For this study, Dr. Messito and her team examined data taken from the Starting Early project, which is a childhood obesity prevention program for poor Hispanic families located at Bellevue Hospital Center/ NYU School of Medicine in New York. The women were pregnant at the start of the study and were followed for three years after they gave birth. The researchers interviewed 189 women during their third trimester regarding their TV habits at mealtimes. The women were interviewed about the same habits when their infants were three-months-old.

71 percent of the pregnant women had watched TV occasionally during mealtimes. 33 percent of the women stated that after they gave birth, they had exposed their infant to TV during feeding time. The researchers calculated that pregnant women who watched TV while eating were five times more likely to watch TV while feeding their infant. Mothers younger than 25 who did not breastfeed exclusively were also more likely to watch TV while feeding their infant. Mothers are not recommended to watch TV while feeding their infant because the distraction increases the risk of overfeeding, which can lead to childhood obesity.

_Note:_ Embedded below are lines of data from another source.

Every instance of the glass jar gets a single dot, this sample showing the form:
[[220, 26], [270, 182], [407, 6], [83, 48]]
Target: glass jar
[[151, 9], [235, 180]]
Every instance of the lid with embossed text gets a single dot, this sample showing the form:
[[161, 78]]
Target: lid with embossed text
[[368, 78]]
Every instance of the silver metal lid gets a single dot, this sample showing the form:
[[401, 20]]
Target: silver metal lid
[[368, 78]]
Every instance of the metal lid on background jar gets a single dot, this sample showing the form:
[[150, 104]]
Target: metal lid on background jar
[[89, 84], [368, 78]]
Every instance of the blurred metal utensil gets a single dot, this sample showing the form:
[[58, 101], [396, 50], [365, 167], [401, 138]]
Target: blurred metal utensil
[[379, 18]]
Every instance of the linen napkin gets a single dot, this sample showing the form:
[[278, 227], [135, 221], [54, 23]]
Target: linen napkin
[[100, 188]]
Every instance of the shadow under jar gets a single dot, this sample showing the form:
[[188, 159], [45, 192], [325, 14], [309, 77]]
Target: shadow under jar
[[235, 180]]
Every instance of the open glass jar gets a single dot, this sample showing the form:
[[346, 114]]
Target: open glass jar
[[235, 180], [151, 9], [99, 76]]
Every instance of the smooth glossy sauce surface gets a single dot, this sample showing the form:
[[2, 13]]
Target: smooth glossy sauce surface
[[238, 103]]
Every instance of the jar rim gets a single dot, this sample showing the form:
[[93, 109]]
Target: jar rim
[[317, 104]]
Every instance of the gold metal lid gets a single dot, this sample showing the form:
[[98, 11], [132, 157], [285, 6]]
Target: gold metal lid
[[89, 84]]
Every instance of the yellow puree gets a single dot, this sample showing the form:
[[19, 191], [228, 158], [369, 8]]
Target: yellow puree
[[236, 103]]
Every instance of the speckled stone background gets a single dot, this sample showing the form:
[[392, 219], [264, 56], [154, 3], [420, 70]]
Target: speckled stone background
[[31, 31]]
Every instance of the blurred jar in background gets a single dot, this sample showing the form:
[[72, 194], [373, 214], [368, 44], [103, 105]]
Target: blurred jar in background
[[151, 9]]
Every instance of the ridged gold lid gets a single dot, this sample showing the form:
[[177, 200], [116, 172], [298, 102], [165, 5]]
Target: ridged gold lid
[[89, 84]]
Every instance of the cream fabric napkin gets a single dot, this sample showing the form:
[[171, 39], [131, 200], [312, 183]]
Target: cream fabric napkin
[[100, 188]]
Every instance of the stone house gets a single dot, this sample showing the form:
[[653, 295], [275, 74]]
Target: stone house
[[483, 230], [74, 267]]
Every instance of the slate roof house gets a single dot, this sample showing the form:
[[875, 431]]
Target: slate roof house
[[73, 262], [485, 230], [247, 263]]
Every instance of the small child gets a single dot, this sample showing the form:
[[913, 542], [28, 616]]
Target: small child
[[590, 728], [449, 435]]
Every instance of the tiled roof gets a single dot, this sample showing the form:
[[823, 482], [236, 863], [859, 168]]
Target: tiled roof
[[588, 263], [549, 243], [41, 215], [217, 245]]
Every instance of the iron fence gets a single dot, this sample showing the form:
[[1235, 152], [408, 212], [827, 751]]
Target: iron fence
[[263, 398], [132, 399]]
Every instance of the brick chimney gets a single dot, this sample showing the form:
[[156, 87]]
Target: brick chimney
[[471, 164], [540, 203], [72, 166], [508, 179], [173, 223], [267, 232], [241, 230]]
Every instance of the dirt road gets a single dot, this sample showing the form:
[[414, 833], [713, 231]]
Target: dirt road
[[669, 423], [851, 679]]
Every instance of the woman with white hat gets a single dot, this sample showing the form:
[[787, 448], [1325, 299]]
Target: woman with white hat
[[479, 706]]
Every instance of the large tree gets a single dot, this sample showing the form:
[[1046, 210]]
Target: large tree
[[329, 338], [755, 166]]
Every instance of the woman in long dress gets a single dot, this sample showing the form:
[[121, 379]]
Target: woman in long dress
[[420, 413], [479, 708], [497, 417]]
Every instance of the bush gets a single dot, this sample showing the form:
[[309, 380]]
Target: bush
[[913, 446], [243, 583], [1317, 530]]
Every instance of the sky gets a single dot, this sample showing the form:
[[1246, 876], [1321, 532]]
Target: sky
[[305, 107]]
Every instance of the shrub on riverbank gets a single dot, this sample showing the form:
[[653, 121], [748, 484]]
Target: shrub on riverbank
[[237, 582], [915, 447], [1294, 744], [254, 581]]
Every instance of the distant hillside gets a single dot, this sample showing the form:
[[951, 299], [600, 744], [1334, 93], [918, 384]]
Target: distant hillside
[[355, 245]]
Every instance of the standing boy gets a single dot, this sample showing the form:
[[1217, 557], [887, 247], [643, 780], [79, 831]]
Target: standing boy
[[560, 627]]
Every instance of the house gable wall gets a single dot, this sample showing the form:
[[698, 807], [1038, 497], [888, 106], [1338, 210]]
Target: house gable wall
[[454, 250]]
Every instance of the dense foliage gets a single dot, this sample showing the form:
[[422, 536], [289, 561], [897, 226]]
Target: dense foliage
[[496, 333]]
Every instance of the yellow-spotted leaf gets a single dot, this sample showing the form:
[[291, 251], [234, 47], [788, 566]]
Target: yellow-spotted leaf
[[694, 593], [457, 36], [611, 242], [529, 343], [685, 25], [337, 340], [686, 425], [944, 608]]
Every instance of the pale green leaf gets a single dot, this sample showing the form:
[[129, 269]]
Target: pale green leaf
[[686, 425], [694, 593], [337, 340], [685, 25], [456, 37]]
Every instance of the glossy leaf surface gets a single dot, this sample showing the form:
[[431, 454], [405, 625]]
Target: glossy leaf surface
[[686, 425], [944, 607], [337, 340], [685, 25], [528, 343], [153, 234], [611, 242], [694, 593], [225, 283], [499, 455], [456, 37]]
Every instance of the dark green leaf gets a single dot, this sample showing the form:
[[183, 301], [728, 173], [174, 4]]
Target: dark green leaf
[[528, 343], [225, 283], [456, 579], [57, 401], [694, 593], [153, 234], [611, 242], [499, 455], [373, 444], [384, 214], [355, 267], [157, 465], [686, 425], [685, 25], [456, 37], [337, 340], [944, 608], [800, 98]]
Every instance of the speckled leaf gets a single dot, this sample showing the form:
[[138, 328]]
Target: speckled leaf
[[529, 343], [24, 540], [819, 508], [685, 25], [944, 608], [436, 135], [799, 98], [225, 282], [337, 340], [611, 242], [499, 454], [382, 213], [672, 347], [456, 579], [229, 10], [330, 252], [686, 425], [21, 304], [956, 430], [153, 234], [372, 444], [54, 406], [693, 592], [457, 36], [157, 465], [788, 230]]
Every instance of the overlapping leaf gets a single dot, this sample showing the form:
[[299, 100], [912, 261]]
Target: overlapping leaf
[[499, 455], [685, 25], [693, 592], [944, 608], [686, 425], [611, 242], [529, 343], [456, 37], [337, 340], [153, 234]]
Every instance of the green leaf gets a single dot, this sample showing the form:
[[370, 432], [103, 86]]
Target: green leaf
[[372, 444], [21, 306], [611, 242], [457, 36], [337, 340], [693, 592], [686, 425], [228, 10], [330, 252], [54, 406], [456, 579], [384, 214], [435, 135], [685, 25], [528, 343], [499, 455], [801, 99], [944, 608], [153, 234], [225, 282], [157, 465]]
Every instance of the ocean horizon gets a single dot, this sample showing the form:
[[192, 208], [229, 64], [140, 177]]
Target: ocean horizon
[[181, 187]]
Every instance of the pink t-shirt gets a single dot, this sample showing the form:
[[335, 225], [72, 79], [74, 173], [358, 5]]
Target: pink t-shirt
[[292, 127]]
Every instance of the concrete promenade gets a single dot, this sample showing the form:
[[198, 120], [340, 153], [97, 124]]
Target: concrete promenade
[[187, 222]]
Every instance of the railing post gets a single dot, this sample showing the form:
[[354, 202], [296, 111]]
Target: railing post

"Few studies have identified how mealtime TV viewing habits begin in infancy, and what maternal characteristics during pregnancy and early infancy are associated with them," said Dr. Messito, project director of the Starting Early study. "Identifying specific maternal behaviors and characteristics associated with child TV viewing during meals will help early childhood obesity prevention efforts seeking to promote responsive feeding and limit TV exposure during infancy."

The study, "Relationship Between Prenatal TV Watching During Meals and Infant TV Exposure During Feeding," was presented at the Pediatric Academic Societies (PAS) yearly meeting in Vancouver, British Columbia, Canada.